Finding closure: Lowering the costs of cell and gene therapies

Fully closed and automated platforms are key to reducing the current high costs of cell and gene therapy manufacturing, say industry experts.

Cell and gene therapies (CGTs) have come a long way over the past two years, resulting in two chimeric antigen receptor (CAR) T-cell therapies – Kymriah and Yescarta – and the novel gene therapy Luxturna reaching commercialization.

But now these therapies have proved themselves, the major talking point among delegates at the Phacilitate conference in Miami, Florida last week was how to make these products affordable, with an overall agreement that industry needs to severely reduce the cost of manufacturing.

Anthony Davies said that after investigating the publicly available numbers surround the costs of goods sold (COGS) his firm Dark Horse Consulting realized that whether autologous, allogeneic or pure-play gene therapy, the manufacturing costs are stifling the sector.

“The COGS picture is not good, we feel this is a significant driver of pricing and we don’t feel that unreasonable margins are being applied by companies to their approved products. But we do feel that for those prices to come down, something serious has to be done about COGS.”

  • Novartis’s Kymriah (tisagenlecleucel) launched at $475,000
  • Gilead’s Yescarta (axicabtagene ciloleucel) launched at $373,000
  • Next generation cell and gene therapies could have prices 10 times more. AveXis’ Zolgensma (onasemnogene abeparvovec) estimated to have a price in the range of $4 million to $5 million per patient if commercialized

A panel of experts concurred, and while Nicolas Danzenbächer, senior product manager at Miltenyi Biotech, suggested the high price of some production could be reduced through “optimization and clever planning,” he said the key areas for manufacturers to focus on are closed and automated systems.

“There are no complete closed systems as yet,” he said, but “from a vendor’s perspective, the closer you get with the process being as closed as possible, the lower your COGS will be.”

David Kneen, VP of Cell Therapy at product development services firm Invetech, agreed, adding that closed systems have a “massive impact on robustness and therefore on COGS, but this is mostly driven by the ability to get high capacity utilization out of whatever equipment you are using.”

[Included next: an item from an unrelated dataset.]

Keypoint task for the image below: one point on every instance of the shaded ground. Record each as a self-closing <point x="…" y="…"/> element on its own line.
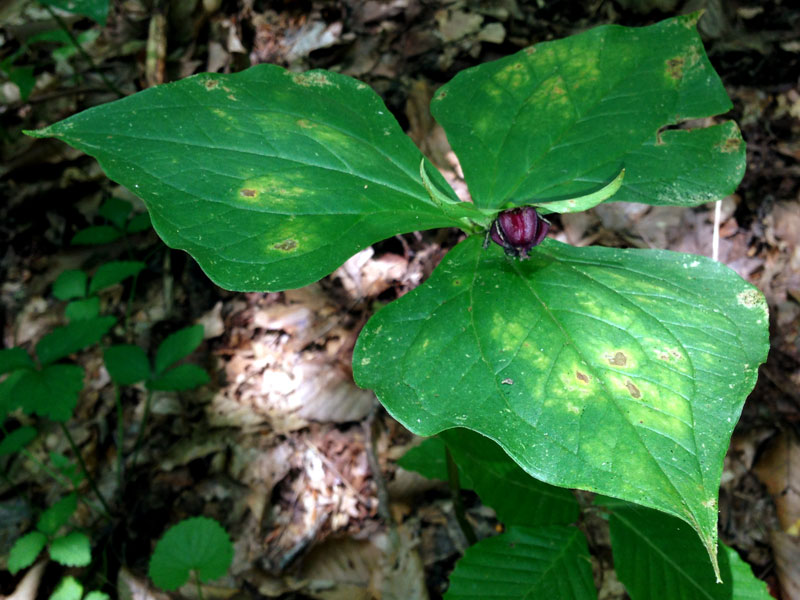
<point x="281" y="447"/>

Standardization and lack of platforms

And while Chris Mason, CSO of early-phase gene therapy firm AvroBio and founding member of the Alliance for Regenerative Medicine (ARM), confirmed that “closed and automated are the future,” he warned that the lack of standardized platforms is holding the space back.

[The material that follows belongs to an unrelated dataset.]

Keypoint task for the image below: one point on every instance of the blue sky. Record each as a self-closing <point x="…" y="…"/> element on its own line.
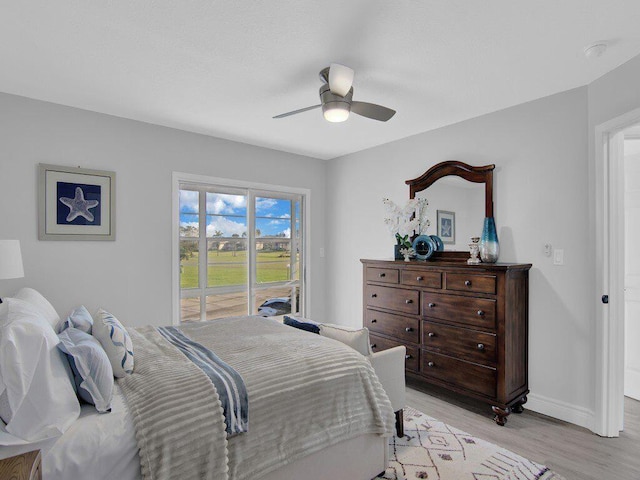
<point x="227" y="213"/>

“We’re going to get to the point where manufacturing in a closed based system will have to standardize or it’s just not going to allow this industry to grow and realize its full potential,” he said. However, before standardization can take place there needs to be more technology offerings available.

“At the moment we don’t have enough closed systems – I’m struggling to name more than about four or five! [The sector] is so small, so we are going to have to see a bit of an explosion in technology in the closed system space to come up with the next generation.”

But while there is still much work to bring closed and automated systems on board and lower manufacturing costs, the panel took some solace in the fact that in the early days of monoclonal antibody production a gram of drug substance cost over $30,000 to make. Today a gram costs just a few dollars.